Director:
Producer:
Screenwriter:
Actors:
John Malkovich, Colin Hanks, Emily Blunt, Ricky Jay, Debra Monk
Movie Reviews: The Great Buck Howard
When the irresistibly appealing Emily Blunt shows up about a third of the way through The Great Buck Howard, it's impossible not to wish she had been given Colin Hanks' role. The wholly uninteresting Hanks plays Troy Gable, personal assistant and road manager for has-been mentalist Buck Howard (John Malkovich). Law-school dropout Troy didn't even know who Buck was before he started working for him, but he eventually comes to feel sympathy for the delusional egomaniac.Buck promises Troy that "some very big things are about to happen" in Cincinnati. He hires a New York agency to send a publicist there to line up media coverage for an event Buck promises will put him back on the entertainment A-list. When Blunt's unseasoned and unenthusiastic character Valerie arrives, the aging Buck proclaims, "You're practically an embryo!"
Valerie has a carelessly sexy, seen-it-all way about her that attracts Troy but makes Buck doubt her professionalism. When it appears his big day may turn out to be a disaster, Buck finds himself back in the limelight for a reason even he couldn't foresee.
One of the problems with director Sean McGinly's screenplay is that Buck does impossible tricks without any apparent trickery. His most impressive feat is finding his fee for each of his gigs at the end of the night, no matter where the money has been hidden. He also manages to hypnotize several hundred people at once—again, completely on the up and up. Yet despite possessing this potentially enriching gift, Buck is not fabulously wealthy from Lotto winnings, hasn't been on The Tonight Show since Johnny Carson retired, and is reduced to playing poorly attended shows in minor markets.

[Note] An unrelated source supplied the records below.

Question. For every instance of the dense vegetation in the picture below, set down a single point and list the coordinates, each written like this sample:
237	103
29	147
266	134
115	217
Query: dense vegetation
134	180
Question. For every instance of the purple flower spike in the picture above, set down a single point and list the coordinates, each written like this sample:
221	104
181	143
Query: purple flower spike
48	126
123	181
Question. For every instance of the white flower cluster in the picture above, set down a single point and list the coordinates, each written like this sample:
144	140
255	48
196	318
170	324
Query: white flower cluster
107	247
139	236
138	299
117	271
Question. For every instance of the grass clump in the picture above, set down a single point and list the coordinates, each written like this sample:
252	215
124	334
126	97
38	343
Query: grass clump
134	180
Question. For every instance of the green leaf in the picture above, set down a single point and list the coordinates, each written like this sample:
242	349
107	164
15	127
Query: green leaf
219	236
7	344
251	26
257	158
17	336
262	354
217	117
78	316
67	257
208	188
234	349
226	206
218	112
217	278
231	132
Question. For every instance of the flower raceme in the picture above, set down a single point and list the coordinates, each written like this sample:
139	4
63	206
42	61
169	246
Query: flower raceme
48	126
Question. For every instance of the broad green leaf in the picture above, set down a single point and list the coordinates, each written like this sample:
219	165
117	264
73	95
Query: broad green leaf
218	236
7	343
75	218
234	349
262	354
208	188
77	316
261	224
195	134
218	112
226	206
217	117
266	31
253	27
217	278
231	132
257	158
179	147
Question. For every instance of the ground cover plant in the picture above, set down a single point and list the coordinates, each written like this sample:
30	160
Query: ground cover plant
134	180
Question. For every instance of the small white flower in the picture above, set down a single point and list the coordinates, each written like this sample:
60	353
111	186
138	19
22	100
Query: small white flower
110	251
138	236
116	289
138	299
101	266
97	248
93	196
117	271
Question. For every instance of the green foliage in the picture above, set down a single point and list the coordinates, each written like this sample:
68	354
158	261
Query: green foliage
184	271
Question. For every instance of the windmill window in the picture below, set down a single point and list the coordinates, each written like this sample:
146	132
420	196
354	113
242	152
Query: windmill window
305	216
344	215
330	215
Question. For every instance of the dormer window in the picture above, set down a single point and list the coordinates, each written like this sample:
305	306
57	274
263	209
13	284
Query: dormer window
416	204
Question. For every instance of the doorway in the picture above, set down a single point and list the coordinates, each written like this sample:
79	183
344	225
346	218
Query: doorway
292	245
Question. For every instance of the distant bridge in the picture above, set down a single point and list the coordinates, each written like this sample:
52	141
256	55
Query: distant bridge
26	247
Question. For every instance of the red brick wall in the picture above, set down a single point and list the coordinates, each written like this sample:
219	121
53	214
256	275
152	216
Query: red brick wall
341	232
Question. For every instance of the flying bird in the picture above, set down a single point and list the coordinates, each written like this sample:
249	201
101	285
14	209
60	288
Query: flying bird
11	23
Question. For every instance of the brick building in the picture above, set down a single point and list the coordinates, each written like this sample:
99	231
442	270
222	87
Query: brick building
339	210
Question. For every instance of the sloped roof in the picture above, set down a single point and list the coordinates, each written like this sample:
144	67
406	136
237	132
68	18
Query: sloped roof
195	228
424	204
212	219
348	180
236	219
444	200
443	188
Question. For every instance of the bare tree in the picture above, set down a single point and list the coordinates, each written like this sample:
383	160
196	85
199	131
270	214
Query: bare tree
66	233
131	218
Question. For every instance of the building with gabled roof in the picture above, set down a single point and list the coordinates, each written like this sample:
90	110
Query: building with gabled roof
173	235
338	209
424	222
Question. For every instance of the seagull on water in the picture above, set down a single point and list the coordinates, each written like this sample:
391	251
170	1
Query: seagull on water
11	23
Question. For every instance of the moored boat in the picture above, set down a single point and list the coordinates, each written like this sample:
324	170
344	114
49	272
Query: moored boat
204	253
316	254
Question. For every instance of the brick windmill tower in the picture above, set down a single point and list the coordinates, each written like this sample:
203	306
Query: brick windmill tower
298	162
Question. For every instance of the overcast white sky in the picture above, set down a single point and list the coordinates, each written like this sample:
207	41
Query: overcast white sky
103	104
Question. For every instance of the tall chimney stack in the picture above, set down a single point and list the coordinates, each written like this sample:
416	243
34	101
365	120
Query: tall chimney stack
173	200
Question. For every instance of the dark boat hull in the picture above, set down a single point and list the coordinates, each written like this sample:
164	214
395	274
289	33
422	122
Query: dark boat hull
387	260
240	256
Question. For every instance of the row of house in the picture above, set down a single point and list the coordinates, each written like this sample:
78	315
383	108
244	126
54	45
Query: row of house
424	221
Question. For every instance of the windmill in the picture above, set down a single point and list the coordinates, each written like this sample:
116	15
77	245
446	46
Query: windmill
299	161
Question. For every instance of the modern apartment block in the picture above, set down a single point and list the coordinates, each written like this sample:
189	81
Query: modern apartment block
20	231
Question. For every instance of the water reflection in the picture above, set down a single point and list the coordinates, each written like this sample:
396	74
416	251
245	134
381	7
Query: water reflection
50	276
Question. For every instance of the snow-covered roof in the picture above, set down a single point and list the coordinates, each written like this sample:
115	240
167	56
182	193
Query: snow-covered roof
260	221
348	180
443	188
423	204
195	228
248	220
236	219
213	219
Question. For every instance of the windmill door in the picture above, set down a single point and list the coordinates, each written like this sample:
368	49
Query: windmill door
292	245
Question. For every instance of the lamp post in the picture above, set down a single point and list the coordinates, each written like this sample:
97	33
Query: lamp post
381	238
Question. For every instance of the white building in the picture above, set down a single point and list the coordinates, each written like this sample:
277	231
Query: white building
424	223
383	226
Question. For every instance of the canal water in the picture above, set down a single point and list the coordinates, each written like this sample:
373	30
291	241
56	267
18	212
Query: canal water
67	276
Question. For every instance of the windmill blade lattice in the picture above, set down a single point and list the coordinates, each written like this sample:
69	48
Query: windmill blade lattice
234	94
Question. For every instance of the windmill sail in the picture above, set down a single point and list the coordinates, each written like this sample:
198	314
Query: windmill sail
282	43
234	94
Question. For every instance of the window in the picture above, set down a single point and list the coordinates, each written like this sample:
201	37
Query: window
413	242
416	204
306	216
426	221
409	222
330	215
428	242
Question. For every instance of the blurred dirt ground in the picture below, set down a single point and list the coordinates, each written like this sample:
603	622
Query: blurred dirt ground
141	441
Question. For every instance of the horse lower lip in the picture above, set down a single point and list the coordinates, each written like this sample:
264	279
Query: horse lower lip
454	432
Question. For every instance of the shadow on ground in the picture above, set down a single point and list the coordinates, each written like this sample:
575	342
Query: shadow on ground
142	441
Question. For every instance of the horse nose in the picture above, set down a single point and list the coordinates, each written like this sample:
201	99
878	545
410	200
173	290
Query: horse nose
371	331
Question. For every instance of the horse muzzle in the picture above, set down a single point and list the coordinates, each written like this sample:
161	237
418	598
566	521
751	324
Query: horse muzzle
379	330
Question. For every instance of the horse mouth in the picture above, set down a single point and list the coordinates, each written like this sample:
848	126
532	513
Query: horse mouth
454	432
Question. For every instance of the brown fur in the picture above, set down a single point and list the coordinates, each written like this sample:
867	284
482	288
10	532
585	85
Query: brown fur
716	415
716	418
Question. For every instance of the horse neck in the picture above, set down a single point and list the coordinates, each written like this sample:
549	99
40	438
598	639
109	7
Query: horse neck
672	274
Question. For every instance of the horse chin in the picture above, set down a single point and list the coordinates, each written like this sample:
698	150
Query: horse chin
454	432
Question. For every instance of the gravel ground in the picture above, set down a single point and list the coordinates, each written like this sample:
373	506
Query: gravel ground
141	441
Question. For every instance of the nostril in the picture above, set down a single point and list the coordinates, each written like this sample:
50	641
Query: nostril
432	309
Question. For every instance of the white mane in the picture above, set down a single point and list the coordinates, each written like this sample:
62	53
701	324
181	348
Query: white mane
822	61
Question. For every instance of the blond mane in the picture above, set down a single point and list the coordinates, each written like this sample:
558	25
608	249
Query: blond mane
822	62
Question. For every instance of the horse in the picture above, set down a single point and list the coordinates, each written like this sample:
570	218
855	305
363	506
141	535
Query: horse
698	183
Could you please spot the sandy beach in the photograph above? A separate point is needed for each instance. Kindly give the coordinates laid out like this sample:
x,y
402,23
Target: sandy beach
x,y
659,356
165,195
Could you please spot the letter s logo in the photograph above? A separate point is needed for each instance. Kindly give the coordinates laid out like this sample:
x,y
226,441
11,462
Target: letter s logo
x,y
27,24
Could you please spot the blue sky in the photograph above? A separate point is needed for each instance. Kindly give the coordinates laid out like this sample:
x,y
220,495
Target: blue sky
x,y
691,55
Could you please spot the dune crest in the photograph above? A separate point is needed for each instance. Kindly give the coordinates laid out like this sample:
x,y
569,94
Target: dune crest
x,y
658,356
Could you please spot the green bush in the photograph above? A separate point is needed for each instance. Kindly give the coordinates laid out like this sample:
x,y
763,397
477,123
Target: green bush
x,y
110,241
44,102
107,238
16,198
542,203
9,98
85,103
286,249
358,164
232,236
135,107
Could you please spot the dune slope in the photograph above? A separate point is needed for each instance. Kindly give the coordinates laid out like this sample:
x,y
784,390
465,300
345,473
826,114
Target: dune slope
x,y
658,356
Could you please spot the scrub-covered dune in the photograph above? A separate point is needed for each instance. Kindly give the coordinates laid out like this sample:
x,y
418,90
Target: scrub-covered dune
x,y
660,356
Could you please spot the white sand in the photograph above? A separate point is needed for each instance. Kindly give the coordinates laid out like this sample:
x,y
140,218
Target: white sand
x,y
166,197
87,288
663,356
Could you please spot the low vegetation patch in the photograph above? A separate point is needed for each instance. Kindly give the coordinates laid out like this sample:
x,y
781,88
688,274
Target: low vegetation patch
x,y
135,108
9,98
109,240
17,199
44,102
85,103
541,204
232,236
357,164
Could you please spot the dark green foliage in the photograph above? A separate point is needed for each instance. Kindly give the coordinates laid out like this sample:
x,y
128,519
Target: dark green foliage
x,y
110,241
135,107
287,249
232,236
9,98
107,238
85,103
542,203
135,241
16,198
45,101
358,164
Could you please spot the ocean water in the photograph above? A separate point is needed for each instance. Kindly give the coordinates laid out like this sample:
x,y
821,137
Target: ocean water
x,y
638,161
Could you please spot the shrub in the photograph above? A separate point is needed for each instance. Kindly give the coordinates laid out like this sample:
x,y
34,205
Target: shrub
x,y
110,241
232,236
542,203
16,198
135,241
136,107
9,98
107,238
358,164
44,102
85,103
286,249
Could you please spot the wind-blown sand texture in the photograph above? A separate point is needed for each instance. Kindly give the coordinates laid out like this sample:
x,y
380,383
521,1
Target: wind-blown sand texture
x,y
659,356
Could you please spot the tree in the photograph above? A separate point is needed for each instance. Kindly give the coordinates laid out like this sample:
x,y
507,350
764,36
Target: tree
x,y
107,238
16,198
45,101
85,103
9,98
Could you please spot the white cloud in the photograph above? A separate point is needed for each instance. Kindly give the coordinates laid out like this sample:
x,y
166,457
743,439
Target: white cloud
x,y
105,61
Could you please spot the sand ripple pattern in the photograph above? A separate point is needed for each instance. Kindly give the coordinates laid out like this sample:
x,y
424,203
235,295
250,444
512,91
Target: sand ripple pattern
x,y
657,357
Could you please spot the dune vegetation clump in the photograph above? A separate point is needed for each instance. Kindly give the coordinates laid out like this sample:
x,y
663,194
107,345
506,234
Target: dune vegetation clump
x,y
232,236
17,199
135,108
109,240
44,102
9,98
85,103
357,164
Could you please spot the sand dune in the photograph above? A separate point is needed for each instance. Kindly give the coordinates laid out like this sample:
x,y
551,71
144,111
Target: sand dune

That kind of irony could have been the basis for a light and literally "magic-realist" fable, but The Great Buck Howard is more of a strangely depressing farce. Buck's nasty belligerence and theatrically phony bonhomie (he has a habit of nearly detaching people's arms from their bodies when he shakes hands) is more off-putting than amusing. Troy, whose talky voiceover narration prevents the story from unfolding naturally, is so bland that it's impossible to believe Valerie would end up in bed with him. And Steve Zahn and Debra Monk play their supporting characters—two Cincinnati rubes hosting Buck during his visit to their city—far too broadly.
If Blunt had played Buck's assistant, she and Malkovich could have played off of each other as a pair of sardonic smartasses, maybe even sharing some weird May-December sparks. With Hanks in the role, this is just the story of a dull guy observing a self-obsessed one.
Too bad nobody used their mental abilities to figure that out during casting.